Bombing outside the Palace Hotel; Shanghai, China, August 14, 1937 (Image from Institut d’Asie Orientale via Wikimedia Commons. Photographer unknown)
Here’s just one exciting narrative of love and danger in 1941—best-selling novel material—as told by Mac’s wife, Lou:
I met him in May, I think it was, we were engaged in June, and he left in July. . . . In those days it took seventeen days to get to China. He got to the west coast and kept calling me from out there, and so I flew out to San Francisco and we were married out there. . . . I said about three weeks before I met him, “Now listen, I am going on record now, standing here in the Richmond Trust Building, if I ever had to get in an airplane, I will never get in one for anything or anybody.” So you don’t ever know what you are going to do.
Mac planned to take Lou to Hawaii as part of their whirlwind, fairytale wedding and honeymoon, but they were stopped at the British consulate.
It was going from the sublime to nothing. . . . I had a British passport and the man in the British Consulate said, “Don’t take your wife anywhere.” Mac then said, “I thought I would take her to Honolulu,” and they replied, “Don’t you do that.” [T]hey might have known more than we knew.
Like in any good war drama, the British consulate charged Mac with delivering a cache of secret documents, weighted to sink if his boat was attacked. He managed to do so, but shortly after he returned to work, the Japanese attacked Pearl Harbor, and the Japanese Marine Guard took over international business interests in Shanghai and placed the employees in internment camps. The British consulate neglected to put Mac on their books as an official messenger of the British government, so he wasn’t exchanged with Japanese officers during the war. Lou recalled:
I didn’t hear from him for a long time, but once in a while I would get a message from the Red Cross that would be dated last August, and I wouldn’t get it until this August. I didn’t know for five years whether I would ever see him again. However, when I finally saw him down at Main Street Station, I felt like I had never been away from him.
When he finally was released in 1946, he went straight to Universal Leaf of China, which had been taken over by Japanese business men, burst into an executive meeting in his tattered clothes, and gave them a dramatic ultimatum to turn over the company in three days.
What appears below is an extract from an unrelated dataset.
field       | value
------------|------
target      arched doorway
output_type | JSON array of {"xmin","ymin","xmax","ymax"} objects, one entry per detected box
How would that be for a season finale?
Mac is just one of the colorful cast of characters at Universal Leaf. Everyone has different stories to tell about Pinkney Harrison, a ranking executive at the time, who was the type to go fishing with a client and accidentally catch the client on the end of his line. Or founder J. P. Taylor, who formed a company named Universal with international ambitions, yet hated to travel.
Universal Leaf logo, 1947 (Virginia Historical Society, Mss3 UN39a FA2, Box 2, Folder 122)
There’s also Sara Maynard Warwick, who accompanied her husband Pierre on exploratory business trips to South America at the expense of the company and who took the stand in legal proceedings when the issue came up with the IRS. When asked whether she enjoyed the trips, despite being told to say yes or no, she answered, “Well, yes and no,” which I’m sure the judge enjoyed.
The exotic settings, period fashion, high stakes business and war, and the outstanding cast of characters ought to make for excellent TV drama.
Periodically the Virginia Historical Society will post content created by guest writers. The opinions expressed are theirs alone and do not necessarily reflect the opinions of the Virginia Historical Society, its members, or its staff.